Finding free Science Books from Springer

Today the biggest book fair of the world starts again in Frankfurt, Germany. I thought this might be a good opportunity to do you some good!

Springer is one of the most renowned scientific publishing companies in the world. Normally, their books are quite expensive but also in the publishing business Open Access is a megatrend.

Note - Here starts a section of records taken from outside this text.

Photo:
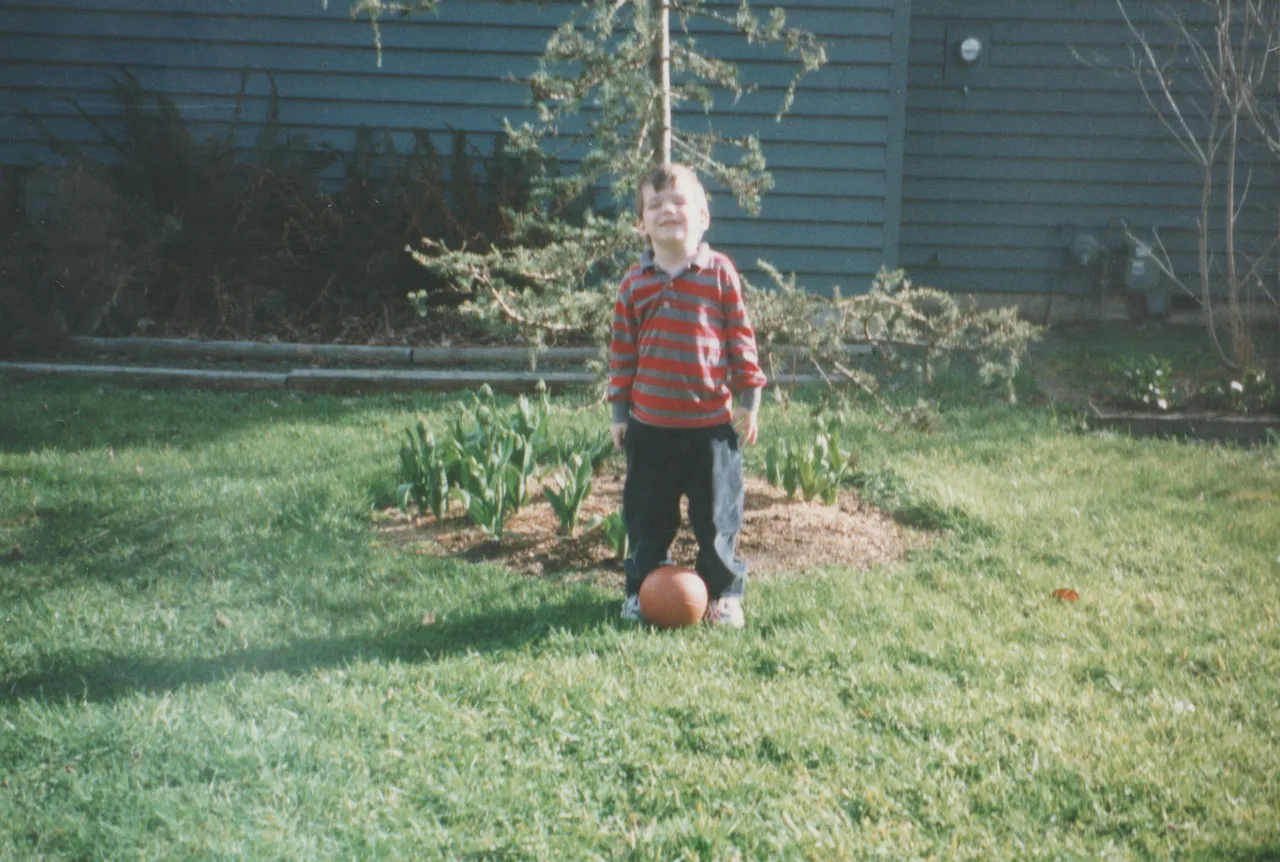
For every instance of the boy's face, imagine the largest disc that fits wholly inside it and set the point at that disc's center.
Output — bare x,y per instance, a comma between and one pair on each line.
676,217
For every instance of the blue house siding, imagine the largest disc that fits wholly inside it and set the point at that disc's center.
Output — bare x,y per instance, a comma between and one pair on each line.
460,71
999,177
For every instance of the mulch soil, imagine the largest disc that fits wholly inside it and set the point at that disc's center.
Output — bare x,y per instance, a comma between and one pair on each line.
778,536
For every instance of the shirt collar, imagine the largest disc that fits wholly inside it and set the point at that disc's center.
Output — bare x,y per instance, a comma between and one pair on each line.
702,258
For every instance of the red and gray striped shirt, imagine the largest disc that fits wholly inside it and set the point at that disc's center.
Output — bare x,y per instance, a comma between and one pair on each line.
682,345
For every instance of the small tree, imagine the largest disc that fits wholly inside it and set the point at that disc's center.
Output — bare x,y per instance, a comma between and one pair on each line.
604,91
1224,118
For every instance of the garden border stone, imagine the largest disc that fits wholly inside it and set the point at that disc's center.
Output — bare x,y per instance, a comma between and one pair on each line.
1207,425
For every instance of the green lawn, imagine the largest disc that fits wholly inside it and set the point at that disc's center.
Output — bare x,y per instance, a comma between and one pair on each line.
944,707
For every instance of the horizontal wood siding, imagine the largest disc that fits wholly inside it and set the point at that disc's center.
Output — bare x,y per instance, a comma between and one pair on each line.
999,178
460,71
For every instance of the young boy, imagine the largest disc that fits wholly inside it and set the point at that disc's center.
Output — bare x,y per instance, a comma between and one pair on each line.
681,347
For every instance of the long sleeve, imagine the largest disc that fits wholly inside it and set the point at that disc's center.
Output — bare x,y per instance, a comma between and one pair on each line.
744,356
622,354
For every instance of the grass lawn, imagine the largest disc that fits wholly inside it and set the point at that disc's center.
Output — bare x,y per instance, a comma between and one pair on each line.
205,653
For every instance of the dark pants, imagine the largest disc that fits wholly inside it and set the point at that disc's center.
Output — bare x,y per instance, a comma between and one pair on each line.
702,464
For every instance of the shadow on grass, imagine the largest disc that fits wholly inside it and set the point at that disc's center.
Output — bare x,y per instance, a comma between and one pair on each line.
112,676
78,415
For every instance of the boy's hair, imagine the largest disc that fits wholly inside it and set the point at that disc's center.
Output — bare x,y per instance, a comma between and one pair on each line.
664,176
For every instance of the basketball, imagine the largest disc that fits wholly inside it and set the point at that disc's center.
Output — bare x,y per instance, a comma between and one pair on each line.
672,597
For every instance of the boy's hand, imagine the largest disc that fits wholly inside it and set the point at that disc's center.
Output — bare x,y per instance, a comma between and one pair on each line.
746,423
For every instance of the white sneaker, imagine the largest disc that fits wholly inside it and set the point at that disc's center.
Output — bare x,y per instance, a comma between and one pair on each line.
727,611
631,609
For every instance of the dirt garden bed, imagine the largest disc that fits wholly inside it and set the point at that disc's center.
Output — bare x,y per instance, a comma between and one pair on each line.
778,536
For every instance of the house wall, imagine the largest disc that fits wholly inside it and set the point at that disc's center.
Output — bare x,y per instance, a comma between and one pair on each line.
1006,160
831,218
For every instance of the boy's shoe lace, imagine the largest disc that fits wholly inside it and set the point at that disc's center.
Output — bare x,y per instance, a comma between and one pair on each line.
727,611
631,609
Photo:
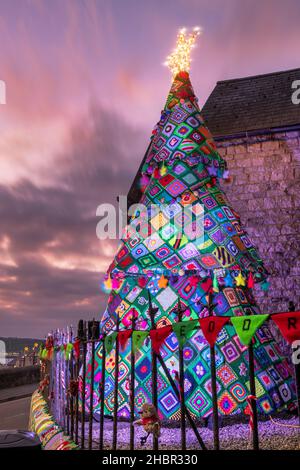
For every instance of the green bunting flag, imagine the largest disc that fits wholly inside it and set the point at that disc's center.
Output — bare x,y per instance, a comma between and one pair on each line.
246,326
184,330
138,338
110,341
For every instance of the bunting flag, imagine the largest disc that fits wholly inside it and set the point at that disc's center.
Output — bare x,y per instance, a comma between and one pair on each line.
184,330
289,325
158,336
246,326
211,327
110,341
138,338
76,346
123,337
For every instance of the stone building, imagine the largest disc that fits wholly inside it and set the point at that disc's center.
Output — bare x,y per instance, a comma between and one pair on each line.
257,130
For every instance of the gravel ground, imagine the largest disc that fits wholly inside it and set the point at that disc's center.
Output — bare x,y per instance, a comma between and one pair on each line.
282,435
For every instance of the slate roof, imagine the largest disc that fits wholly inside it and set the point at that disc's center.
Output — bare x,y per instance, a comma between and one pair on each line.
254,103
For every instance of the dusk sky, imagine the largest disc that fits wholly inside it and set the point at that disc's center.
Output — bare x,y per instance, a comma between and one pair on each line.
85,85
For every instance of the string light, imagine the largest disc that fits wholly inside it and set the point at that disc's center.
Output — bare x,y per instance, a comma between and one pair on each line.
180,59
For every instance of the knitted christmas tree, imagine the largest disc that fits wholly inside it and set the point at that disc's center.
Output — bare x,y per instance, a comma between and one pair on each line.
212,254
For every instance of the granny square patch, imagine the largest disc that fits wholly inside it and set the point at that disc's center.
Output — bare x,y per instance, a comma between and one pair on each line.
209,202
168,129
226,375
238,392
192,121
162,252
226,404
189,251
218,236
187,145
163,154
147,260
179,169
139,251
159,143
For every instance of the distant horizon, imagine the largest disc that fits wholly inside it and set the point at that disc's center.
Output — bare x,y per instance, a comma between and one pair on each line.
84,88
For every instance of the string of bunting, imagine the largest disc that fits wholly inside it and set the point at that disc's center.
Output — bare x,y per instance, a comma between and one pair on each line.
245,327
220,277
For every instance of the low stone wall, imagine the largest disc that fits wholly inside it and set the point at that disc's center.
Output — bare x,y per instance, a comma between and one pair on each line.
12,377
265,172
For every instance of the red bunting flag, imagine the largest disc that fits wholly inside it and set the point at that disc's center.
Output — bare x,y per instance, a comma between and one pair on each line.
211,327
123,337
158,337
289,325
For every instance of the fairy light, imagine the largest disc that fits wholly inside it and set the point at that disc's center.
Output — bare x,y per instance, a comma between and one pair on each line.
180,59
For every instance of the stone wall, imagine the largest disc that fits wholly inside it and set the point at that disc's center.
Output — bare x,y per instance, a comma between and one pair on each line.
265,190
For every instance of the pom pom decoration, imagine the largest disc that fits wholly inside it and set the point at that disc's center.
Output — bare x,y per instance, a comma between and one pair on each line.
240,280
194,281
250,283
144,181
265,286
215,284
163,282
228,281
107,285
163,170
142,282
156,173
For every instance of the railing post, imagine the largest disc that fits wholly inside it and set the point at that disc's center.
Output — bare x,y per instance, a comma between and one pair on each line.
292,308
255,439
211,307
152,312
94,337
116,391
181,386
84,349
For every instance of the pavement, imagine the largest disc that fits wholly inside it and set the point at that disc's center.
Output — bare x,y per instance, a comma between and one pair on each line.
15,393
15,406
15,414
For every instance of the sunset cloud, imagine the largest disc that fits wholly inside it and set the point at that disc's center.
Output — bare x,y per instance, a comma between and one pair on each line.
85,86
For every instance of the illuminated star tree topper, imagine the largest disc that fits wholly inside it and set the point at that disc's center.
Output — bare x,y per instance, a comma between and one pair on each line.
180,59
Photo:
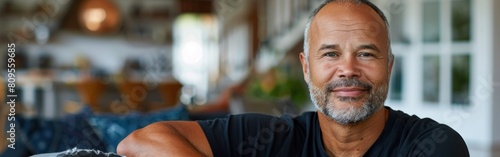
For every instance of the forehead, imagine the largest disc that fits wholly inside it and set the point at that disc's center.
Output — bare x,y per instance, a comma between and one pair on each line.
348,18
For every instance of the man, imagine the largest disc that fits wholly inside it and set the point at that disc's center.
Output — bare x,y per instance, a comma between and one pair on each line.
347,63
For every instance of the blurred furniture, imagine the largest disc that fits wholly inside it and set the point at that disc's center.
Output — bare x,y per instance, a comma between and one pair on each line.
3,115
170,93
133,94
90,91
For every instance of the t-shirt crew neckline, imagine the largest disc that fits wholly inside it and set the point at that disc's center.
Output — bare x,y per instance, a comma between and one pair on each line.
380,141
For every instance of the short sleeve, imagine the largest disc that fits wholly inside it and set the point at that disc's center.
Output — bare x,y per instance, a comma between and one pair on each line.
247,134
440,141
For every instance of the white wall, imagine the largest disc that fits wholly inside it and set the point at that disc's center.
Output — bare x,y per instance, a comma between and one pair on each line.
496,78
107,53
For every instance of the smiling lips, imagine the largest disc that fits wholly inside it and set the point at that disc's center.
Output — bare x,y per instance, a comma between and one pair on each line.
349,91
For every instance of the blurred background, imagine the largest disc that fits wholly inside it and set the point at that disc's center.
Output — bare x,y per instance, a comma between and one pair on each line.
88,72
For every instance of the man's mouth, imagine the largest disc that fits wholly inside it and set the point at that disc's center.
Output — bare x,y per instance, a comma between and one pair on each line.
349,91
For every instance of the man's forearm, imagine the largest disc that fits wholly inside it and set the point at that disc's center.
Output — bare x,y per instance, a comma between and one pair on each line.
158,139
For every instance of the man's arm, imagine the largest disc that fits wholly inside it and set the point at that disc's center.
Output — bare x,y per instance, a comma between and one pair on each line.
166,139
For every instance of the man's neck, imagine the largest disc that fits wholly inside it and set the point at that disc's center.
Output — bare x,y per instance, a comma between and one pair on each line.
351,139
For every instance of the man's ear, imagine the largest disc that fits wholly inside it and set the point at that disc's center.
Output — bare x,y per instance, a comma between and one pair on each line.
305,69
390,65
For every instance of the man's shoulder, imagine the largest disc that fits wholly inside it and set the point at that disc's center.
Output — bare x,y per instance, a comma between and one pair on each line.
425,136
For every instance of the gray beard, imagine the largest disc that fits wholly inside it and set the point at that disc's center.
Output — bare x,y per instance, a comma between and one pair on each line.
351,114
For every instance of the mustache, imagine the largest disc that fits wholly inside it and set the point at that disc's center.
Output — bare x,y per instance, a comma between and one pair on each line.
354,82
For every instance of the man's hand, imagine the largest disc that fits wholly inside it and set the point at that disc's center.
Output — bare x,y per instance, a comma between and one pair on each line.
166,139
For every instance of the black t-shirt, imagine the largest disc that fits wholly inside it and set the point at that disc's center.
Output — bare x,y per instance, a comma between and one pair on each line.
263,135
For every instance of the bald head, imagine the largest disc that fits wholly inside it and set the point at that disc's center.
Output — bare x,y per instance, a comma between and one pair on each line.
373,22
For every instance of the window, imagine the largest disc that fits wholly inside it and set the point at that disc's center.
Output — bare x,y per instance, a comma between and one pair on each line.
433,52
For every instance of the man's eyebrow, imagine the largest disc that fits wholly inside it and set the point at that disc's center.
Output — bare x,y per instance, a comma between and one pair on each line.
369,46
328,46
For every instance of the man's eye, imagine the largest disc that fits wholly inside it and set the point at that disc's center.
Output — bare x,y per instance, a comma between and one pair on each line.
331,54
365,55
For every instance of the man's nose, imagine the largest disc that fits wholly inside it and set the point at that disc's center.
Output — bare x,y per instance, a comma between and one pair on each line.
348,68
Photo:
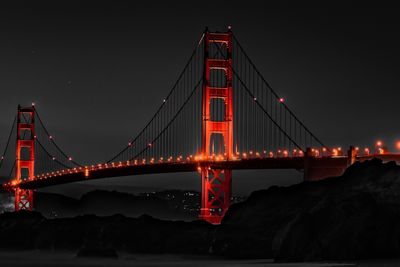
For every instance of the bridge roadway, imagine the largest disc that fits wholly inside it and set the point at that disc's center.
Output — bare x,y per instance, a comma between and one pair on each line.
315,168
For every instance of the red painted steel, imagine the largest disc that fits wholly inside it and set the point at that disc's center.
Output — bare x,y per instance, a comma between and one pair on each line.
25,140
216,183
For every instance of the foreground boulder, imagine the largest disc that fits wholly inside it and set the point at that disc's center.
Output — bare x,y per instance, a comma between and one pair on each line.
355,216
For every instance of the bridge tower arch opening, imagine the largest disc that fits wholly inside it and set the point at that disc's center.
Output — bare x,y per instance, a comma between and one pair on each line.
216,183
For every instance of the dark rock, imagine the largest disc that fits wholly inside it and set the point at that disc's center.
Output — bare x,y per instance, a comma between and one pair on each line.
97,252
355,216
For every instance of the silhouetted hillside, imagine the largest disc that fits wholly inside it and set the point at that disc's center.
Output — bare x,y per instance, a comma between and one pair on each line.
30,230
107,203
355,216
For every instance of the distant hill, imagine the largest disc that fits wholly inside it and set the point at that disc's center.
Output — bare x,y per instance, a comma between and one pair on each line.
164,205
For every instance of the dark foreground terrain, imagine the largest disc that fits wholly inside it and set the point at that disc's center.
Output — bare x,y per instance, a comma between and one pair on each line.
352,217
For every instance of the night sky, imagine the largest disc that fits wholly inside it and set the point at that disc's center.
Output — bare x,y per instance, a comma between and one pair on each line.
98,72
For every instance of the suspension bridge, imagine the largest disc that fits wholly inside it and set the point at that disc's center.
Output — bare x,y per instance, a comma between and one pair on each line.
220,115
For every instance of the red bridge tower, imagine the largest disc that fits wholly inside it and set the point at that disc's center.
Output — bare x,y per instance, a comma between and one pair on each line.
25,156
216,183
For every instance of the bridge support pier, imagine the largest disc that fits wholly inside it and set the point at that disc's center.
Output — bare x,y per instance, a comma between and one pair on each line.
215,194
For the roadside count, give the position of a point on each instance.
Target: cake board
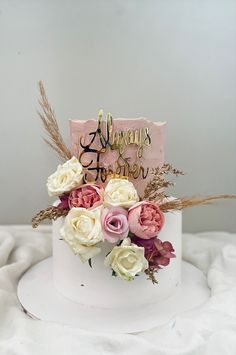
(40, 300)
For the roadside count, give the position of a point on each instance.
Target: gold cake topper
(104, 139)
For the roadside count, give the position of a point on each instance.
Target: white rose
(127, 260)
(120, 192)
(65, 178)
(82, 231)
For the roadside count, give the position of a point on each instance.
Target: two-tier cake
(116, 263)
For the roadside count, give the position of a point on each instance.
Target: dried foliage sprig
(47, 116)
(154, 188)
(51, 212)
(151, 273)
(186, 202)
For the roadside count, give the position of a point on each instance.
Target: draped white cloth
(207, 330)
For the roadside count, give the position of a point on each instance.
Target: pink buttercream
(153, 155)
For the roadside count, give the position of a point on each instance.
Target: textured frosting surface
(152, 155)
(96, 287)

If you want to use R in a little fun project to find the latest additions of open access books to their program read on!

The idea is to create an R script which you can run from time to time to see whether there are new titles available. So, we need some place to store the retrieved data in a persistent manner: a database! For our purposes here most database systems would be total overkill but there is one great solution available: the amazing RSQLite package (on CRAN).

This package brings its own lightweight database with it, no need to install any additional software! And it is fully SQL compatible (for Structured Query Language, the industry standard of relational database management systems) like any decent database software.

So, you only have to install the RSQLite package and then load the DBI package (for database interface). To render the output table in an appealing form we will use the htmlTable package (on CRAN).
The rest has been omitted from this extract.